Gotham had to have logged Dick into the computer. Which was... concerning.
“You put a lot of stock into what the City tells you,” Bruce said.
“Will you teach me how to fight?” Dick asked.
Bruce took the cowl off.
In spite of having been told so, Dick looked stunned when he realized that Bruce really was the person in the cowl.
“I’ll teach you how to defend yourself,” he bargained.
Gotham was, quite suddenly, standing beside Dick – and back to looking like ten-year-old Bruce – smiling a pleased-cat kind of smile. “This will be your partner, Bruce,” Gotham purred. “Someone to bring colour to your life. A son and apprentice.”

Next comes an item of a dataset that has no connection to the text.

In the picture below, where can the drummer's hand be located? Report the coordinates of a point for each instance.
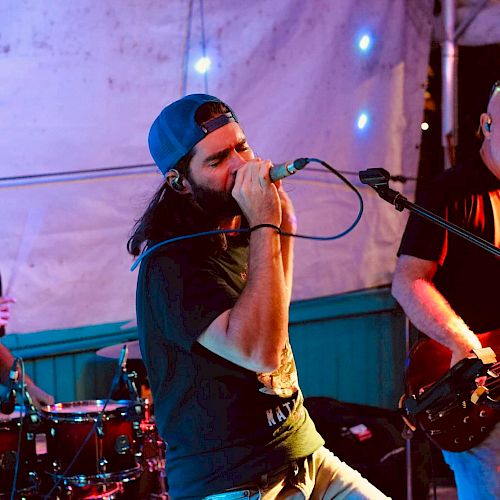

“He’s ten,” Bruce scoffed.
“He’ll grow.” Gotham aged himself, showing Bruce a vision of himself through the last decade. “You did, after all.”
--
Gotham won, unfortunately.
When the City thought Bruce’s “robin” was trained enough, Dick became a colourful, distracting partner to the Bat.
Thankfully, the shadowy Bat that had been Bruce’s partner before became a shadowy Robin that kept a close eye on Dick, instead.